Hi, can you hear me?
Yeah, Hartaj how are you?
Hey sorry and I apologize at this time there is kind of some background noise, I’m not in a good place. Just couple of very quick questions one is with the increasing use on melanoma of the [indiscernible] combination and non-small cell lung cancer in this thing, increasing testing of PDL-l expression. Just any thoughts like would melanoma - just how to think about your trial there and potential you know if it moves on further and the same thing if you decide to move on but the two lung cancer trails. The orders that mean the PDL-1 testing further trial and then second is CSF-1, is there any specific human types that right now you think that could be manual for and will it be mono or combo down the line, thank you.

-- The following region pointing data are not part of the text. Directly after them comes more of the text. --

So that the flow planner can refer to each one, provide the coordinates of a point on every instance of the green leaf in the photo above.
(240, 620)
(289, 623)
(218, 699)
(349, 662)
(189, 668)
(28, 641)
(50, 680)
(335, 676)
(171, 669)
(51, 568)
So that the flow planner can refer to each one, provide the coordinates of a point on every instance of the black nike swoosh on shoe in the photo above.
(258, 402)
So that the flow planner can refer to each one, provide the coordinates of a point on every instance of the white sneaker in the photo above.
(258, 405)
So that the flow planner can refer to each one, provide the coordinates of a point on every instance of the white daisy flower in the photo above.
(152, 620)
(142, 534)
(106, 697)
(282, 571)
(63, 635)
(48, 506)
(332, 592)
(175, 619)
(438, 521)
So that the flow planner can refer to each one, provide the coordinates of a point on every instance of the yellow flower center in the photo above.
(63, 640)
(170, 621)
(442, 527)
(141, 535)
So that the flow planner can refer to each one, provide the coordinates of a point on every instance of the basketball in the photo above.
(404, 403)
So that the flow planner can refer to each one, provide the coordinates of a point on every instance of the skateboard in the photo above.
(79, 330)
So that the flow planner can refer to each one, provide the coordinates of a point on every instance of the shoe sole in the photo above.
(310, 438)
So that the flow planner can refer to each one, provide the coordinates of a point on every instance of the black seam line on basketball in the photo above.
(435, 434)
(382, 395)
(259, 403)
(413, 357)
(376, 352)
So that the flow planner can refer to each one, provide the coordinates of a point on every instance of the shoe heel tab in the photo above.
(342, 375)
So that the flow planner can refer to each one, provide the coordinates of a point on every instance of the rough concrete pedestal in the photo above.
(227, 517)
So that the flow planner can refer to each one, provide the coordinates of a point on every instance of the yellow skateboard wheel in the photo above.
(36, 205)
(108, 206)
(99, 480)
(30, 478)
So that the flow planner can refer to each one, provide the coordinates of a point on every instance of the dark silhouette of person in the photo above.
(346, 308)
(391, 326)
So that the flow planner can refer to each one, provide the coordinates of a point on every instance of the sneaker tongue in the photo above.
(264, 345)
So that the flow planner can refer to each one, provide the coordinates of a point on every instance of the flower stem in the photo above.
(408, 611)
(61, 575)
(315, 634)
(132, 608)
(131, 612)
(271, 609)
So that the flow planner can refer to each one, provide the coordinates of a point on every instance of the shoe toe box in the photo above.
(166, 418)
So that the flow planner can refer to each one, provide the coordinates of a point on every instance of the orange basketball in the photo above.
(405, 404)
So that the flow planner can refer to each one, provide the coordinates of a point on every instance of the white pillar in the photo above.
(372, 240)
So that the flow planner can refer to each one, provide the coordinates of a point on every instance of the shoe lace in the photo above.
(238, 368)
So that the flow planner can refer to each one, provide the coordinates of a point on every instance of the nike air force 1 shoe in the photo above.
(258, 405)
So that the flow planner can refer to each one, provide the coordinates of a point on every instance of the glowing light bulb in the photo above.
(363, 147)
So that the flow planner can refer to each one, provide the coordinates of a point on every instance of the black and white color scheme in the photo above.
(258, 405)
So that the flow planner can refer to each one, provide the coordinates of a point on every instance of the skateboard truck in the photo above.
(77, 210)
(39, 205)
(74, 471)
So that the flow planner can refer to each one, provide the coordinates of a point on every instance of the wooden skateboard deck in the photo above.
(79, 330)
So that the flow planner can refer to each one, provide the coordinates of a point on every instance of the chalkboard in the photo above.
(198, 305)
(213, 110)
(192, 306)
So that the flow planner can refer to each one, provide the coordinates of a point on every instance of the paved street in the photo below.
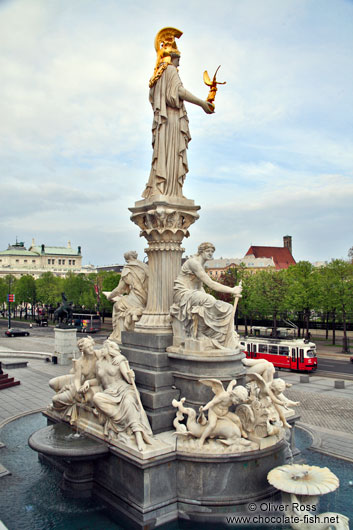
(325, 411)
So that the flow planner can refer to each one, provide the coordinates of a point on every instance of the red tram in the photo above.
(284, 350)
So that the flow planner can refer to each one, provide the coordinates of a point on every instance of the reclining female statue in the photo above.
(118, 403)
(67, 387)
(197, 314)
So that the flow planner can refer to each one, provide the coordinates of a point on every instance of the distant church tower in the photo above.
(287, 243)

So first of all if we come about Uruguay [ph] and I apologize I have always been trained to use generic names so I call it [indiscernible] but either way. We do have patients number of trails where we failed the combination as well as those who have failed maybe an individual mono therapy. I think as you finish out the cohort we will be able to have data on failing the double it as well as PD-1 mono, it appears that mono is probably using it a little less nowadays given that PD-L1 have shown superiority to - at least in mono therapy. And so if - it sort of goes back to the earlier question about the mechanism and how broadly active this is, if we see activity in failures in melanoma then I think it is mechanism you potentially could see the same thing in lung cancer, other tumor types where people are studying that combination.

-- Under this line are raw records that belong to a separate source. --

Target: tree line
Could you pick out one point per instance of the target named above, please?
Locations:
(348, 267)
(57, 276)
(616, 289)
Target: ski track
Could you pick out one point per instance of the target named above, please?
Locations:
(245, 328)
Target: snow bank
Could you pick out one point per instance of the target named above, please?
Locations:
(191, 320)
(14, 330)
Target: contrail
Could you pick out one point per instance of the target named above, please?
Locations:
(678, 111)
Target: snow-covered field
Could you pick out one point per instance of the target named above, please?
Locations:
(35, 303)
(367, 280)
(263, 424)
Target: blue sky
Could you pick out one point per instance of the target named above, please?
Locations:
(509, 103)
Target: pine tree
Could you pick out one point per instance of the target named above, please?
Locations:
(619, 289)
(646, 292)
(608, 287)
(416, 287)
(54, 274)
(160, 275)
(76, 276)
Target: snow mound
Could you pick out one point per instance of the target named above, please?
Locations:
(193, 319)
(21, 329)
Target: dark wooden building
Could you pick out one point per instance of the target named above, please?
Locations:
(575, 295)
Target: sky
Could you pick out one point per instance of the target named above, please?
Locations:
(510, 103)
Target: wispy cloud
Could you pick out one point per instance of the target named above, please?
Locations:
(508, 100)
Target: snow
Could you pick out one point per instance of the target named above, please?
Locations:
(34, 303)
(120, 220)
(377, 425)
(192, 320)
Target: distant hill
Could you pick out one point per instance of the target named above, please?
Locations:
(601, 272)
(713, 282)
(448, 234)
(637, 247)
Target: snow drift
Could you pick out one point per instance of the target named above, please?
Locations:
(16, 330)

I think the question about PD-L1 testing is of course quite relevant you see in melanoma that PD-L1 testing plus some other bio markers can actually separate out those who are more or less likely to respond. Of course we know that’s true now in lung cancer. We’re getting PD-L1data on every patient in our trial, so we’ll be able to make some comments on that. But clearly in - lung cancer first line, PD-L1 testing is becoming - from our understanding pretty sort of kind of a care. So we’re doing that and we’ll be able to give some information on sort of where our drug works or doesn’t work relative to PD-L1 status, it’s actually a quite important variable.
I think your question about where is CSF-1R work with tumor types, there’s - based upon the presence of tumor associated macro phages, if you want to use that as sort of your indication of where you think an agent that affects tumor associated macro phages might work. There’s actually quite a few tumor types including breast cancer, certain lung cancers, melanoma, ovarian cancer, it’s actually quite broad and so again that’s one of those things to answer your question of testing of can you assess the tumor associated macro phage signature or environment in tumors as you think about the right population of patients to treat. We’re working on that as we get ready to move into patients with cancer.
At this time I’m showing no further question. I’ll turn the call back over to Briggs Morrison, CEO for any closing remarks.
Thanks everybody again for joining us for the call. I want to again thank all of the employees at Syndax who’ve done just a fabulous job keeping our programs moving along. And again thank the investigators and patients and clinical trailers who’ve been working with us. And thank you very much for all of you for your questions. We’ll see you in upcoming conferences.
Ladies and gentlemen, thank you for your participation in today’s conference. This does conclude the program. You may now all disconnect. Everyone have a great day.